2010/10/25 17:20:00 53

G20 Global Exchange Rate

The meeting of G20 finance ministers and central bank governors ended in Qingzhou, Korea on 23 May. The consensus reached was: reducing the "disorderly fluctuation" of the exchange rate, "avoiding competitive depreciation" and promoting the current account balance. IMF will shift more than 6% of its share to the underrepresented countries by 2012. European countries will give up two seats for the Executive Board of IMF to the developing countries.


Because of its revised agenda, the conference focused on exchange rate issues and attracted much attention.

Exchange rate problem

Prescriptions were made.

Then, whether the "exchange rate war" has come to an end? The chief economist of the Industrial Bank, Lu Zheng commissar, today accepted an interview with China News Agency reporters, pointing out that the outlook is not so optimistic.


There are three of the twenty most attractive topics for the financial giants of Qingzhou.


First, how much can the newly emerging countries, including China, improve their position in IMF? Is this related to the future trend of RMB exchange rate?

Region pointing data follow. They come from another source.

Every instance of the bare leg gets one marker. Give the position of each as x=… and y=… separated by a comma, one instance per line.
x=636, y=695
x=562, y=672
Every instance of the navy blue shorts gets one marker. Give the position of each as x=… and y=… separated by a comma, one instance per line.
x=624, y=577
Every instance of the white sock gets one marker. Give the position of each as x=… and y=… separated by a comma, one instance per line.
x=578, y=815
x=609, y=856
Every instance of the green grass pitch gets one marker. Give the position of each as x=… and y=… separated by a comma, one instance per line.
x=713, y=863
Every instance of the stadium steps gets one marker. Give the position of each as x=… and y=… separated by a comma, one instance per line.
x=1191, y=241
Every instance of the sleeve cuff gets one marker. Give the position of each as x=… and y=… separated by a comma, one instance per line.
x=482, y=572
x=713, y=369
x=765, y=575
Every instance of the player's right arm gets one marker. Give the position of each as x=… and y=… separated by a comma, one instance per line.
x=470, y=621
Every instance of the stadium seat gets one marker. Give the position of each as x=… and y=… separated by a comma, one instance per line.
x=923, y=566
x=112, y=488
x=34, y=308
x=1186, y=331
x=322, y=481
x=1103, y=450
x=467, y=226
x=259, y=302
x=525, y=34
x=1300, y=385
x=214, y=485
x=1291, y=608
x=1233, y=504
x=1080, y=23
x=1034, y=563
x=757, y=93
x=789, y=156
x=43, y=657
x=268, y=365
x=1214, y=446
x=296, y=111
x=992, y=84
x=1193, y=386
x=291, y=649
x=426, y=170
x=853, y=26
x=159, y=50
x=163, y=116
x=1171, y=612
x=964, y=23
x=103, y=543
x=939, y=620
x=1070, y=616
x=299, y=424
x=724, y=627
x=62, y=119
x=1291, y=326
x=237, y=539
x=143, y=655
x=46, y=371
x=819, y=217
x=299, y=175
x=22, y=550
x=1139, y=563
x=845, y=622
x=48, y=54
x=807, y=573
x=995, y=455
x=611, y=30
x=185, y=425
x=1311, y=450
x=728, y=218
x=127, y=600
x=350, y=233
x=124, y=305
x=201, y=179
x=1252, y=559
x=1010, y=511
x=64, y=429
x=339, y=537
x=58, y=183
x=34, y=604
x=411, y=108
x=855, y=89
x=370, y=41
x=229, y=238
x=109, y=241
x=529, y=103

As Zhou Xiaochuan, President of the Central Bank of China, said in his speech at the meeting, as the largest developing country and the largest share of undervalued countries, China's share and voice in the IMF should be greatly improved. Lu commissar believes that 6 percentage points do not match the contribution of emerging economies in the current global recovery, and that it is not enough to achieve the "public expectations" of China's top three in IMF and 6 percentage points.


There is a view that China needs to expand.

RMB appreciation

As a bargaining chip to enhance the right to speak in IMF.

The political commissar retorted that emerging economies contributed most of the incremental growth in the current round of global recovery and established their position as the "locomotive" of global growth.

IMF is bound to increase the weights of emerging countries in order to maintain the legitimacy and voice of IMF in the future and avoid being marginalized.


He cautioned that, in fact, the increase in the share of IMF in emerging countries is an inevitable interest, not a handout, nor a pfer from the emerging countries to the rights and interests. It is even more meaningless to "rely on the appreciation of the Renminbi for a share". On this issue, China should stick to its stand.


Secondly, can "avoid competitive devaluation" restrict the US dollar? "The exchange rate issue is a topic that all countries want to talk about. The pressure is not only on the renminbi, but also in the current depreciation of the dollar," said Lu Commissar.

In the US, the expansion of the domestic market and the depreciation of the US dollar have also pushed the other countries to tighten up through IMF, so as to shift the pressure and cost of the financial crisis. This unilateralism has aroused global criticism.

He believes that "avoiding competitive devaluation" can only be said to be an agreement, and whether the United States will follow suit in the future and wait for the consequences.


Thirdly, on the issue of exchange rate, the United States proposed the specific control index to set up the current account surplus.

In fact, the pressure of exchange rate appreciation by countries such as the US and other countries with trade deficits to China's trade surplus countries is also one of the sources of this exchange rate war.


The United States proposed that the current account surplus or deficit should be accounted for by the media, the political commissar said.

Gross domestic product

The proportion of the 4% index is aimed at China, but Germany, Japan and the oil exporting countries are unable to achieve this target.


What is the effect of the twenty heads of state of Finance in Qingzhou? What's the effect after that? Lu commissar believes that the meeting still has "essential differences" under the "surface compromise", and the friction will still exist in the future. The global exchange rate problem is still full of challenges ahead.